In recent weeks, current quarantine measures have been tightened. Traversing from one city to another would now be prohibited. Many cities have also issued local ordinances which institute a coding system for the use of the quarantine passes, which essentially uses a number coding system to limit the use of such passes every other day. Such measures are deemed necessary to further reduce the density of people in marketplaces, and other major trip attraction points. The picture below (published on April 18) reflects the state of affairs in marketplaces in the country. In some areas, there are no other viable alternatives for getting essential supplies aside from the government “rolling stores” (essentially trucks that serve as stores and roam around to neighbourhoods). It’s not too bad for some, but if you live at the end of the route, there’s a high chance that some of the supplies are out when the store goes to you. Such scenes are also existent in some of the main government (national and local) offices, particularly those who are involved in the disbursements of emergency subsidies.

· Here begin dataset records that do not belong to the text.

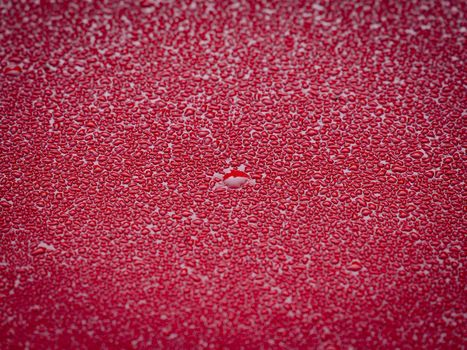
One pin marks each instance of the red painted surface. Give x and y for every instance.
(119, 120)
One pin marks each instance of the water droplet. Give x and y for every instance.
(235, 179)
(355, 265)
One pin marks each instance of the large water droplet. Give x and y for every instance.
(235, 179)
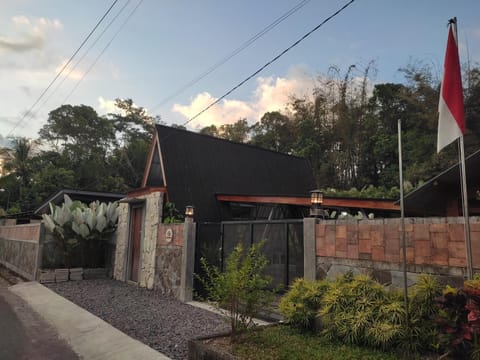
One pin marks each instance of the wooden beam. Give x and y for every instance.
(146, 190)
(305, 201)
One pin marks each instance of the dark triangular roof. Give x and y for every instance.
(431, 198)
(195, 167)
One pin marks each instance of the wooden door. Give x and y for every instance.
(135, 237)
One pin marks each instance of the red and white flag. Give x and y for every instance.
(451, 121)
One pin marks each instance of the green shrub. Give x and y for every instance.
(242, 289)
(459, 320)
(301, 303)
(421, 332)
(359, 311)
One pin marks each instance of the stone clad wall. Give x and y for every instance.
(433, 245)
(153, 205)
(121, 249)
(169, 258)
(153, 218)
(20, 248)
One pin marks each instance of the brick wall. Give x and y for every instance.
(19, 248)
(433, 245)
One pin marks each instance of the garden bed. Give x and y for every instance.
(276, 343)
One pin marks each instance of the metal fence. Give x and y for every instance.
(283, 246)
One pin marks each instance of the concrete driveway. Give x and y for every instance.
(23, 333)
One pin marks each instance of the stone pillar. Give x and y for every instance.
(309, 249)
(188, 261)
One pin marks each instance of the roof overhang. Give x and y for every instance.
(374, 204)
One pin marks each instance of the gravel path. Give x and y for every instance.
(162, 323)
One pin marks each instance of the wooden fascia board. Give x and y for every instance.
(145, 191)
(305, 201)
(265, 199)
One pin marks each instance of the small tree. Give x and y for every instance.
(241, 291)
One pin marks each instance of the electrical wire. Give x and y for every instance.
(84, 55)
(270, 62)
(102, 52)
(233, 53)
(29, 111)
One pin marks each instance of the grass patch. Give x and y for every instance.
(287, 343)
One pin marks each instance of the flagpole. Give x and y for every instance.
(402, 219)
(464, 192)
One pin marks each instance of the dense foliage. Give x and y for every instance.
(80, 150)
(346, 129)
(356, 310)
(242, 289)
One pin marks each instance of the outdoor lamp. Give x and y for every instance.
(316, 198)
(316, 201)
(189, 211)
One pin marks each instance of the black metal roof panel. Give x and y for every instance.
(197, 167)
(431, 198)
(84, 196)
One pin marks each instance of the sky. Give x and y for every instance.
(150, 50)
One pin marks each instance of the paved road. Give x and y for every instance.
(24, 335)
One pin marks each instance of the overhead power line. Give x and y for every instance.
(270, 62)
(63, 68)
(233, 53)
(102, 52)
(85, 54)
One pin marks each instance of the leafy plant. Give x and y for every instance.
(301, 303)
(359, 311)
(421, 331)
(76, 224)
(241, 291)
(459, 320)
(172, 215)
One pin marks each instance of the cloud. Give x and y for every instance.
(270, 94)
(107, 106)
(69, 72)
(20, 20)
(225, 112)
(26, 43)
(28, 34)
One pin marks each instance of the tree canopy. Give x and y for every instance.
(347, 129)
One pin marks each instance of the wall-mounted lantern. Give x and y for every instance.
(189, 212)
(316, 201)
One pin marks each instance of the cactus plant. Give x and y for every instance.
(73, 224)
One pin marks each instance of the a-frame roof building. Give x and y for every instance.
(194, 168)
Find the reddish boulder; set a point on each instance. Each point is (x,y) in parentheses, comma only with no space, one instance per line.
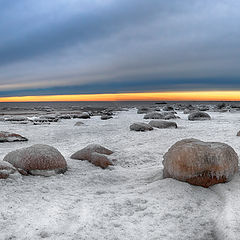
(200,163)
(38,159)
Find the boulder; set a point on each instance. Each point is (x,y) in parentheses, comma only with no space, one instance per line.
(6,169)
(95,154)
(142,127)
(38,159)
(153,115)
(198,116)
(200,163)
(11,137)
(168,108)
(143,110)
(162,124)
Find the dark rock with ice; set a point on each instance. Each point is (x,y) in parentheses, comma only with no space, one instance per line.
(198,116)
(139,126)
(153,115)
(200,163)
(168,108)
(95,154)
(38,159)
(6,169)
(162,124)
(11,137)
(65,116)
(84,115)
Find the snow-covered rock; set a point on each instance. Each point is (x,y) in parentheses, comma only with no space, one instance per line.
(139,126)
(38,159)
(168,108)
(11,137)
(162,124)
(153,115)
(105,117)
(6,169)
(198,116)
(200,163)
(94,153)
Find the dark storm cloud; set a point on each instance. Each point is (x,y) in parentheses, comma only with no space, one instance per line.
(58,47)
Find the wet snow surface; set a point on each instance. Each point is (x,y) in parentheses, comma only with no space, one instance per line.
(128,201)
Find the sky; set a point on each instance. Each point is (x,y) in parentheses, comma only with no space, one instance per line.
(64,47)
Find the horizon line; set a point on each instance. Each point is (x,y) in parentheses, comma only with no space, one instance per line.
(209,95)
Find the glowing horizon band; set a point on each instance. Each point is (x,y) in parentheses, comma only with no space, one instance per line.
(148,96)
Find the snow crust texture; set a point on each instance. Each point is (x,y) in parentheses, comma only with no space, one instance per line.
(198,116)
(128,201)
(140,127)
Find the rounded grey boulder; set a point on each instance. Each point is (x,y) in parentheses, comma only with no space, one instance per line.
(198,116)
(95,154)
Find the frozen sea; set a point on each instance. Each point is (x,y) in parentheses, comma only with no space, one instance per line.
(129,201)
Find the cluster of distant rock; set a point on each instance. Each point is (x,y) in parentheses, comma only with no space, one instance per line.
(45,160)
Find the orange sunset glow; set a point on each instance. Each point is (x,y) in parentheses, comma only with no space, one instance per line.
(149,96)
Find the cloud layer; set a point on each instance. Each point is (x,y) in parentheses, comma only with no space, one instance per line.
(73,47)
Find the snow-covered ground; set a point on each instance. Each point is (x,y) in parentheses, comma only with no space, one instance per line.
(128,201)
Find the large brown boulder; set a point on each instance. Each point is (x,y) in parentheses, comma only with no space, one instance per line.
(11,137)
(6,169)
(38,159)
(200,163)
(95,154)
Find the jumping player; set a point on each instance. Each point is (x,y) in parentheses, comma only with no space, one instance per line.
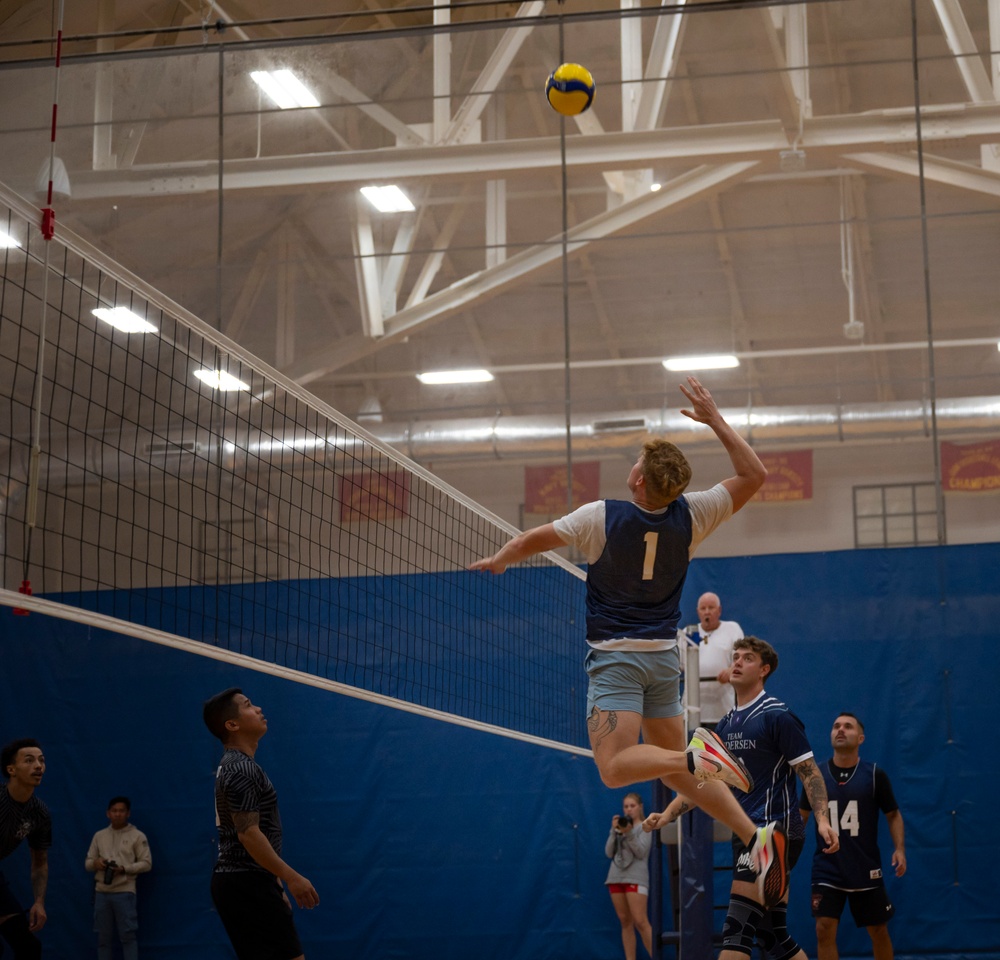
(638,552)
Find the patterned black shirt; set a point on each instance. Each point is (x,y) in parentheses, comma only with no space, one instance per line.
(241,786)
(20,820)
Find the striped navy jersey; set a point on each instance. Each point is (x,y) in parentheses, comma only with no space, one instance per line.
(857,794)
(241,786)
(19,820)
(634,587)
(770,740)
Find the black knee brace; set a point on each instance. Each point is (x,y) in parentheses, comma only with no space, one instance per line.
(782,946)
(741,924)
(23,942)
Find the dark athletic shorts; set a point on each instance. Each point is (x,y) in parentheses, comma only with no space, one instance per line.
(870,908)
(8,902)
(255,915)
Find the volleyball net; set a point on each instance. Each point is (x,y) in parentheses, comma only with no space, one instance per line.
(184,492)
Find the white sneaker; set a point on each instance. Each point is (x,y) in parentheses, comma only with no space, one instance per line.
(708,759)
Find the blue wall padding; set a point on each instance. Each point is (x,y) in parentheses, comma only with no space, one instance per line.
(430,840)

Finding the Positives Amidst the Crisis
The corona pandemic, while proving to be one of the most difficult challenges that the country has faced in recent history, is also highlighting several key positive notes which may not have been possible under “business-as-usual” situations. For example, the potential for utilizing alternative means of work arrangements (e.g. working remotely) for certain jobs is now being tested on a wide-scale basis. If such are embraced after the crises, these can have significant positive impacts towards decongesting urban thoroughfares and free up urban space in critical areas. The private, and non-government sectors, including loose groups formed by individuals, have also risen up to the challenge and have been cooperating with the government in multiple ways – provision of financial assistance, production of medical equipment, and using innovations to help out. For example, the City of Pasig and the Philippine Postal Corporation ( partners in the EU-supported SolutionsPLUS project wherein the Wuppertal Institute is also involved in), have deployed electric vehicles for the delivery of relief goods in the City. The whole pandemic crisis, on a certain level, has also emphasized the roles and importance of governments at different levels, as well as the importance of cooperation with other sectors towards bayanihan or community building.
The corona pandemic is unique in a way that it challenges the system as a whole, on a scale that has never been seen before. As with any developing country, it is dealing with other significant challenges amidst the pandemic. However, as much as the current situation is a significant challenge, it also poses significant opportunities for realizing change, towards the betterment of the whole.